Cress moved over to the window. He couldn’t think right now. He had to admit, when his parents had told him that Enya should die, he’d wanted to kill them. He’d wanted to make their deaths long, slow, and painful, but he’d never been that good at defying them. He kept the peace, didn’t rock the boat, that was what he did. If there was something that would cause a division, he kept it to himself. He didn’t go looking for fights. He just wanted to find a way to give them all a chance, and he’d thought that he could do it by sending Enya away and working with the others to stop the rogues. They’d had almost a full year without any interference from them, and he’d discussing parting ways with them when the “agents” showed up and forced them back on the run.

He had wanted something simple, but they couldn’t have simple, could they?

“Cress, I’m sorry. I shouldn’t have said that or doubted you, but I thought, if they’d threatened someone you loved—and you love all of us—that you might have thought you had no choice. You’d do anything for us, right or wrong, and you have, but not that.”

He didn’t look away from the window. “Leave me alone, Occie. Please.”

“For now. I just… I can’t leave it like this forever.”

He turned back and touched her face. “Our bond is way too strong for it ever to get broken. Bruised and stretched near that point, but we’ve always come back from it in the past, no matter what one of us said or did.”

“I never accused you of murder before.”

“True, but you had a lot to say about me playing favorites, and that made me plenty angry. I just need some time.”

She nodded, stepping back and returning to the others. He put a hand on the glass and watched the rain start to fall. His mood made controlling that impossible, and he didn’t feel like stopping it even if he should.

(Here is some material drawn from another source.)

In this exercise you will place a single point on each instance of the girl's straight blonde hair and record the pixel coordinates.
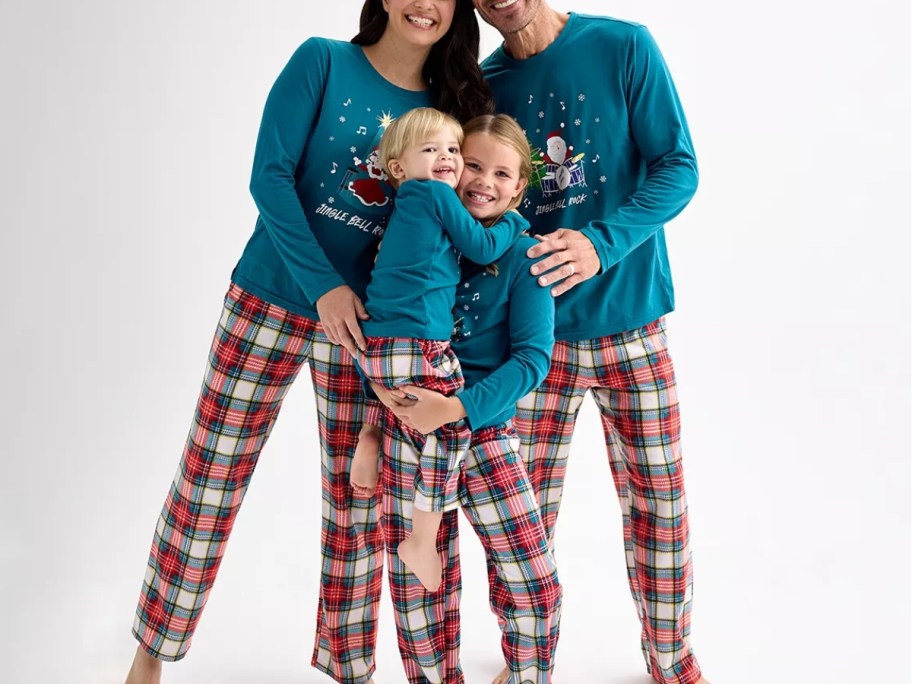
(506, 131)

“Guilt will destroy you. Remember telling me that?”

He shook his head. “Enya, I just made my sister leave. Why would I want you here?”

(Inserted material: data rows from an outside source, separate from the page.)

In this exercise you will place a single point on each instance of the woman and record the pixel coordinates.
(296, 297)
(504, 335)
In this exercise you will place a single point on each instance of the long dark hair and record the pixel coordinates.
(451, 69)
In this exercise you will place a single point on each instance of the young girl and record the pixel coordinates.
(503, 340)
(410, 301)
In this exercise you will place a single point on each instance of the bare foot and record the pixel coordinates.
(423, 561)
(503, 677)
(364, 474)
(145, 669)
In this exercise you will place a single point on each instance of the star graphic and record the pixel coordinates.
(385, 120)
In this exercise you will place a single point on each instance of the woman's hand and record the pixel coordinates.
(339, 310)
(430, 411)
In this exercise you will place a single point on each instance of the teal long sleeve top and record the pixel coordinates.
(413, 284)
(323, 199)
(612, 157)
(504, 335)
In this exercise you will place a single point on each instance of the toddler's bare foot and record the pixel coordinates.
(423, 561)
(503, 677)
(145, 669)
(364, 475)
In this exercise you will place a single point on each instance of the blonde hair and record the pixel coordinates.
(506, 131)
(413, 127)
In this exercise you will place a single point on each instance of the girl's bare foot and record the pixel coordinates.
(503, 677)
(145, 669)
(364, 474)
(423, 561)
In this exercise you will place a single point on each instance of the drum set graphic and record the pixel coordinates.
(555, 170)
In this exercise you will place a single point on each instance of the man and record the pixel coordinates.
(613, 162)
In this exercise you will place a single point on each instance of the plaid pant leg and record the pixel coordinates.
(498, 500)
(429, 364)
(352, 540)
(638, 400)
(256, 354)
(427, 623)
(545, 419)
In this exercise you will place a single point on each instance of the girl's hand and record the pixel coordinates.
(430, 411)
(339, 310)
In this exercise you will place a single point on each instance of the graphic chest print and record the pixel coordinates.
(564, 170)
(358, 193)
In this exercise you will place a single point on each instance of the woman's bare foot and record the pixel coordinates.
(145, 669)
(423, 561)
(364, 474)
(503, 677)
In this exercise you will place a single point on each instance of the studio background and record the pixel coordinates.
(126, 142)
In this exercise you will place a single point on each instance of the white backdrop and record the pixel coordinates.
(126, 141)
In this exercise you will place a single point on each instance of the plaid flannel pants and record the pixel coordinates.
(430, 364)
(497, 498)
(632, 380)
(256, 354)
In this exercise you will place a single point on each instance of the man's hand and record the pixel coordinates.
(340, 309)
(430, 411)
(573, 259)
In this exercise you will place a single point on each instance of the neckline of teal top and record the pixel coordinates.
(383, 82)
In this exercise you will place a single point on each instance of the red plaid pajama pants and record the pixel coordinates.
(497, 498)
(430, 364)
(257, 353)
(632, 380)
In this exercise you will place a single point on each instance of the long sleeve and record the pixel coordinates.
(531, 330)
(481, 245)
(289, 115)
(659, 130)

“Oh, I know you don’t want me here. I just know you need someone to push you at the moment, and I was always the best at that. Occie was right about one thing—your parents did a real number on you. When they died, I bet you were relieved and hated yourself for it.”

He nodded. “Yeah. It was like getting a gift in some sense, and yet at the same time, it scared the hell out of me because I knew what was coming. They’d want me to lead, and I knew how terrible I’d be at it, and I knew that my ‘best’ would never be good enough. I wanted to run and abandon everyone. Maybe I should have.”

“Don’t say that. You know you’ve held them all together for years now.”

“But did we ever need to be together? All I knew about rogues was from my parents. Who’s to say they’d ever have been a threat if we’d all decided to go our separate ways and lead normal lives? Well, as normal as we freaks can get. You didn’t have any problems until I made the agency cross your path.”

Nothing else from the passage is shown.